Again, it seems the US newspaper of record might have conjured a slightly more valid assessment of Rubio’s performance than one of “passion”—his own “despicable” would have been more appropriate. The article’s authors proceeded to allow the usual space for “critics of the deportations and lawyers” to argue that “the administration is ignoring the potential for human rights abuses in some of the countries willing to play host.”
Then comes the roundabout, watered-down verdict:
That appears to be the point. Administration officials say they are trying to send a message to those in the United States illegally that they could end up in brutal conditions in a faraway land if they don’t leave voluntarily.
One of the “faraway lands” listed as being targeted for a third-country agreement was Libya, which as the American Civil Liberties Union (6/6/25) has noted is “known for electrocuting and sexually assaulting migrants imprisoned in militia-run detention facilities.”
Don’t connect the dots

“Resettle” (Reuters, 8/15/25) sounds so much better than “ethnically cleanse.”
And this is basically the corporate media template for reporting on the blatant violation of human rights and international law: Go ahead and admit that the US government is consciously and intentionally setting refuge seekers up to “end up in brutal conditions,” but don’t bother dwelling on where that slippery slope might lead us all, or connecting the dots between illegal third-country deportations and Trump’s current mission to do away with the law altogether. (It is ironic, to say the least, that an administration so obsessed with going after “illegals” is committed to entirely illegal behavior.)
Nor, to be sure, are media concerned with exploring the implications of the racist, imperial hubris that causes the US to view much of the world—and African nations in particular—as potential carceral colonies.
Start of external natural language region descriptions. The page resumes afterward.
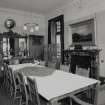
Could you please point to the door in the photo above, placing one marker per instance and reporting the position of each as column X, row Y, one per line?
column 56, row 35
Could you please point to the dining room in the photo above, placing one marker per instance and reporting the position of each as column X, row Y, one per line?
column 52, row 52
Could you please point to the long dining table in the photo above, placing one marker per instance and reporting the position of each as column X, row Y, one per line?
column 53, row 84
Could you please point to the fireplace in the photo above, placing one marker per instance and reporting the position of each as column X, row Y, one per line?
column 83, row 59
column 79, row 62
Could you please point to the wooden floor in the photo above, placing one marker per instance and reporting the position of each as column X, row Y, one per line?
column 5, row 99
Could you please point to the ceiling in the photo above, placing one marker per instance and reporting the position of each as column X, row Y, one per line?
column 38, row 6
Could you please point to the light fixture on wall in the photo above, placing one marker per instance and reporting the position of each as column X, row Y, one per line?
column 31, row 27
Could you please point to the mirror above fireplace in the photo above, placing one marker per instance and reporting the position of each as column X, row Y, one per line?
column 83, row 33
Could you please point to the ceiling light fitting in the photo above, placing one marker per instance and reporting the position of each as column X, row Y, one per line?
column 31, row 27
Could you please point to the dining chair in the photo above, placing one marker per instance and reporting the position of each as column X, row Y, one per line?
column 20, row 91
column 11, row 82
column 33, row 96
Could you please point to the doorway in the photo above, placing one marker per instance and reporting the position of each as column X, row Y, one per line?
column 56, row 35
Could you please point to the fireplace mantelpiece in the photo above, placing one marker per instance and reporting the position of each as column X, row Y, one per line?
column 87, row 57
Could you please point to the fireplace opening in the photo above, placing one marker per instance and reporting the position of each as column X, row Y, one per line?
column 80, row 65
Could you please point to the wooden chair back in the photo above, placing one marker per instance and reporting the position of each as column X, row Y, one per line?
column 33, row 92
column 20, row 83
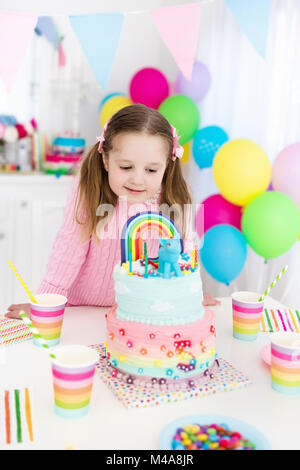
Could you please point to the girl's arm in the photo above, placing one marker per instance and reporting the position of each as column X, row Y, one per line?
column 68, row 252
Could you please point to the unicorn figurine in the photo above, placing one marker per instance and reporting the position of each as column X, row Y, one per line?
column 168, row 255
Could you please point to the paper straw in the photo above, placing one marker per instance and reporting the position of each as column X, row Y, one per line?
column 273, row 284
column 146, row 260
column 22, row 282
column 193, row 258
column 35, row 332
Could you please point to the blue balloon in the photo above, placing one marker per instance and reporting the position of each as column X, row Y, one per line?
column 224, row 252
column 207, row 142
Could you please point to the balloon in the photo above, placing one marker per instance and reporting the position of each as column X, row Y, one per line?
column 107, row 97
column 216, row 210
column 182, row 113
column 224, row 252
column 286, row 172
column 271, row 224
column 241, row 171
column 197, row 87
column 207, row 142
column 112, row 106
column 186, row 153
column 149, row 86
As coincidence would have it, America’s megalomaniacal partner in crime, the state of Israel, is also reportedly seeking to “resettle” the native Palestinian population of the Gaza Strip in—where else?—South Sudan. As per the typically disingenuous language of a recent Reuters writeup (8/15/25):
The plan, if carried further, would envisage people moving from an enclave shattered by almost two years of war with Israel [read: US-backed genocide by Israel] to a nation in the heart of Africa riven by years of political and ethnically driven violence.
By further coincidence, Israel in 2013 signed a secretive deal under which African asylum seekers in the country were deported to Rwanda and disappeared. But, hey, surely it’s become a “safe third country” in the meantime.
In June, CBS (6/24/25) reported on the Supreme Court’s
lift[ing of] a lower court order that prevented the Trump administration from deporting migrants to countries that are not their places of origin without first giving them the chance to raise fears of torture, persecution or death.
The article quoted Justice Sonia Sotomayor’s dissenting opinion that the court was “rewarding lawlessness” and undermining due process. And as the corporate media tiptoe around reporting on this lawlessness, they may be rewarding just that, as well.